According to a HealthDay report at CBSNews.com, researchers from Harborview Injury Prevention and Research Center at the University of Washington find that one in three pedestrians use their phones while walking, even while they cross a busy street intersection, where most pedestrians are struck by motorists.
Federal data shows that 60,000 pedestrians are injured in automobile accidents every year. Pedestrians die at a rate of about 4,000 times per year. These figures stand to rise dramatically in coming years as long as social trends see more pedestrians looking down at their phones than up at the road ahead. If it's any sign of foreshadowing, as texting while driving has become more common, figures for automobile accidents have increased and texting while driving, also known as distracted driving, is most often to blame. Many of these accidents result in serious injuries and sometimes even fatalities.
For its study, researchers at University of Washington observed pedestrians crossing 20 streets in Seattle over the course of the 2012 summertime. More than half of the walkers they observed were between the ages of 25 and 44.
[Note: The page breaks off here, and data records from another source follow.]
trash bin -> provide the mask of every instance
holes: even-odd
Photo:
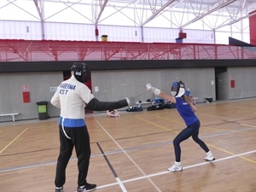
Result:
[[[212,102],[212,97],[206,97],[206,102],[210,103]]]
[[[39,120],[44,120],[49,119],[48,110],[47,110],[48,102],[38,102],[38,110]]]

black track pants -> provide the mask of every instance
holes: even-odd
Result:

At least 80 percent of all those observed for the study were walking alone. Surprisingly, 94 percent of all the pedestrians observed obeyed laws in regard to crossing in designated areas and 80 percent crossed only when a signal indicated it was safe. Conversely, only 25 percent looked both ways before crossing.
Many walkers appeared to be engaged in other activity as they walked and it was determined that this likely caused them to lose their focus while they walked. Nearly one-third of all pedestrians observed for the study were involved in some form of "distracted walking" as they crossed the street. Eleven percent of people were listening to music. Seven percent were texting as they made their way across a crosswalk and another 7 percent were talking on their phone.
It takes a person texting on their phones a full 2 seconds longer to cross an intersection than a person not distracted while they're walking, the research also found. Texters who make their way on foot were also four times more likely to ignore crosswalk signals and also to jaywalk.
The researchers advocate for stiffer penalties for people who choose to be more attentive to their phones than the sidewalks and other pedestrians while walking. They wrote, according to the report's citation: "... a shift in normative attitudes about pedestrian behavior, similar to efforts around drunk driving, will be important to limit the risk of mobile device use."